また、進行胃癌に対しても、新しい抗がん剤や分子標的薬、免疫チェックポイント阻害剤の登場により、治療成績が向上しています。特にHER2陽性胃癌に対するトラスツズマブ(ハーセプチン)や、PD-1/PD-L1阻害剤であるニボルマブ(オプジーボ)やペムブロリズマブ(キイトルーダ)などの免疫チェックポイント阻害剤の導入により、これまで治療選択肢が限られていた患者さんにも新たな治療の可能性が広がっています。

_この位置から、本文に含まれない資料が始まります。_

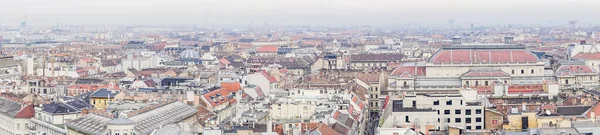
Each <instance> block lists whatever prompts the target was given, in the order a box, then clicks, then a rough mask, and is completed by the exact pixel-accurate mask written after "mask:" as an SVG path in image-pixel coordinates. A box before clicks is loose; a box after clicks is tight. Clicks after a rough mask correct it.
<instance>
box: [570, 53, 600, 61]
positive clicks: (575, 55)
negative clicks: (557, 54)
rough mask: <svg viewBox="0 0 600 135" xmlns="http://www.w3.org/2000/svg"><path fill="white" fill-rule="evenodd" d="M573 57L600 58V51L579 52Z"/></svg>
mask: <svg viewBox="0 0 600 135" xmlns="http://www.w3.org/2000/svg"><path fill="white" fill-rule="evenodd" d="M573 59H582V60H600V52H593V53H579V54H577V55H575V56H573Z"/></svg>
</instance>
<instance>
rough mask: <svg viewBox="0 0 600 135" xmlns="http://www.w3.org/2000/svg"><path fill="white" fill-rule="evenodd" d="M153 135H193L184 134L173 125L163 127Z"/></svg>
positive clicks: (174, 124) (178, 126) (177, 128)
mask: <svg viewBox="0 0 600 135" xmlns="http://www.w3.org/2000/svg"><path fill="white" fill-rule="evenodd" d="M155 135H193V134H192V133H188V132H184V131H183V130H181V128H179V126H177V125H175V124H171V125H167V126H164V127H163V128H161V129H158V130H157V131H156V132H155Z"/></svg>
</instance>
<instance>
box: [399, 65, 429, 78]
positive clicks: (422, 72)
mask: <svg viewBox="0 0 600 135" xmlns="http://www.w3.org/2000/svg"><path fill="white" fill-rule="evenodd" d="M425 73H426V70H425V67H423V66H417V67H416V68H415V66H399V67H397V68H396V69H394V71H392V74H391V75H393V76H400V75H402V74H409V75H411V76H414V75H416V76H425Z"/></svg>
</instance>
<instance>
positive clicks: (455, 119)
mask: <svg viewBox="0 0 600 135" xmlns="http://www.w3.org/2000/svg"><path fill="white" fill-rule="evenodd" d="M406 118H407V119H406V122H409V121H408V116H406ZM472 119H473V118H465V123H467V124H468V123H472V122H473V121H472ZM450 120H451V119H450V118H446V121H445V122H447V123H450V122H452V121H450ZM438 122H440V118H438ZM461 122H462V118H454V123H461ZM475 122H481V117H477V118H475Z"/></svg>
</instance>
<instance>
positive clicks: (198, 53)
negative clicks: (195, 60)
mask: <svg viewBox="0 0 600 135" xmlns="http://www.w3.org/2000/svg"><path fill="white" fill-rule="evenodd" d="M179 58H180V59H198V58H200V54H199V53H198V52H196V51H194V50H192V49H187V50H185V51H183V52H181V53H180V54H179Z"/></svg>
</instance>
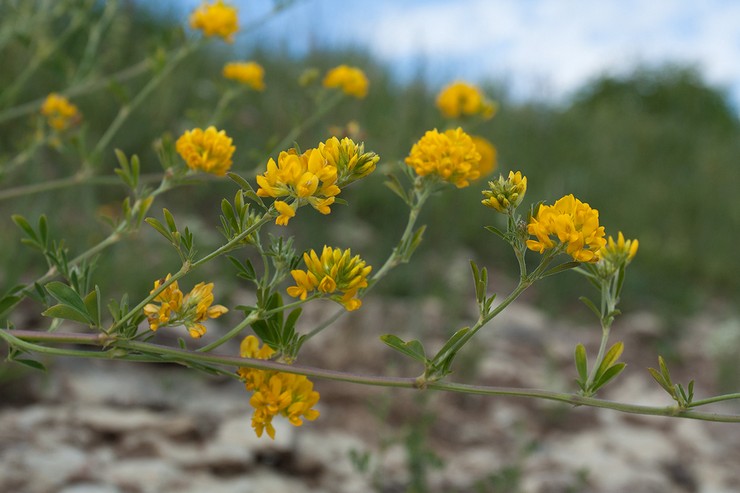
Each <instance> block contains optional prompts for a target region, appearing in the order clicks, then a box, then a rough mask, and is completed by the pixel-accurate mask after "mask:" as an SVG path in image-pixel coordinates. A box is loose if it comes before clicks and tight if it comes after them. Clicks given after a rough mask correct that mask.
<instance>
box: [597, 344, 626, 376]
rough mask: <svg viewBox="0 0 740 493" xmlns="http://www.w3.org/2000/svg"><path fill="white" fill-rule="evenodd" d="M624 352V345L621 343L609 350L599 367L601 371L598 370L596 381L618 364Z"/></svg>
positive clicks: (606, 353)
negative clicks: (618, 359)
mask: <svg viewBox="0 0 740 493" xmlns="http://www.w3.org/2000/svg"><path fill="white" fill-rule="evenodd" d="M623 351H624V343H623V342H621V341H620V342H617V343H615V344H614V345H613V346H612V347H610V348H609V350H608V351H607V352H606V355H605V356H604V360H603V361H602V362H601V364H600V365H599V369H598V370H596V379H598V378H599V377H600V376H601V375H603V374H604V373H606V372H607V371H608V370H609V369H610V368H611V367H612V366H613V365H614V364H615V363H616V362H617V360H618V359H619V357H620V356H621V355H622V352H623Z"/></svg>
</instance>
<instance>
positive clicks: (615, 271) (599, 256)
mask: <svg viewBox="0 0 740 493" xmlns="http://www.w3.org/2000/svg"><path fill="white" fill-rule="evenodd" d="M638 247H639V242H638V241H637V240H625V239H624V235H623V234H622V232H621V231H620V232H619V234H618V235H617V241H614V238H612V237H611V236H610V237H609V238H608V239H607V241H606V245H604V246H603V247H602V248H601V251H600V252H599V257H600V258H599V262H598V264H597V265H596V267H597V269H598V272H599V273H600V274H601V275H603V276H604V277H607V278H608V277H611V275H613V274H614V273H615V272H617V270H619V268H621V267H623V266H626V265H627V264H629V263H630V262H631V261H632V259H633V258H634V257H635V254H636V253H637V248H638Z"/></svg>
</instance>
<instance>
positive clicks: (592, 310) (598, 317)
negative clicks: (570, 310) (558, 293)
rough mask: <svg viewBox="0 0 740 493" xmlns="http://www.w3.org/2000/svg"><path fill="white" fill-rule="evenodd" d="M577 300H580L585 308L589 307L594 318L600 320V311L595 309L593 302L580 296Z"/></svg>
mask: <svg viewBox="0 0 740 493" xmlns="http://www.w3.org/2000/svg"><path fill="white" fill-rule="evenodd" d="M578 299H579V300H581V302H583V304H584V305H586V306H587V307H589V308H590V309H591V311H592V312H594V314H595V315H596V317H598V319H599V320H601V311H600V310H599V309H598V308H596V305H594V302H593V301H591V300H590V299H588V298H586V297H585V296H581V297H580V298H578Z"/></svg>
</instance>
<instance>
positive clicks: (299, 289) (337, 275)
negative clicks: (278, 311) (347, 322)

胃癌の治療は日々進歩しており、特に日本は胃癌治療において世界をリードする立場にあります。治療法の選択に迷った場合は、セカンドオピニオンを求めることも検討しましょう。
胃癌の症状と類似する他の消化器疾患との見分け方
胃癌の症状は、他の消化器疾患と非常に似ていることが多く、症状だけで胃癌かどうかを判断することは困難です。以下に、胃癌と症状が類似する主な疾患と、その鑑別ポイントを解説します。
- 胃炎との鑑別
胃炎でも胃の痛みや不快感、胸やけなどの症状が現れます。胃炎と胃癌の大きな違いは症状の持続性と進行性にあります。胃炎の症状は食事や薬で改善することが多いのに対し、胃癌の症状は徐々に悪化する傾向があります。また、胃炎では体重減少や黒色便などの症状は通常見られません。
- 胃潰瘍・十二指腸潰瘍との鑑別
潰瘍の痛みは食事との関連が明確なことが多く(空腹時に痛み、食後に和らぐなど)、また制酸剤で症状が改善することが特徴です。一方、胃癌の痛みは食事との関連が必ずしも明確ではなく、制酸剤での改善も限定的です。ただし、胃潰瘍と胃癌は内視鏡検査でも見分けが難しいことがあり、必ず生検(組織検査)を行う必要があります。
- 逆流性食道炎との鑑別
逆流性食道炎では胸やけや呑酸(酸っぱい液体が喉まで上がってくる感覚)が主症状で、横になると症状が悪化することが特徴です。胃癌では胸やけの他に、みぞおちの痛みや食欲不振などの症状が現れることが多いです。
- 機能性ディスペプシアとの鑑別
機能性ディスペプシアは、器質的な異常がないにもかかわらず、上腹部の痛みや不快感が続く状態です。若年者に多く、症状の変動が大きいことが特徴です。胃癌は通常50歳以上に多く、症状が徐々に悪化する傾向があります。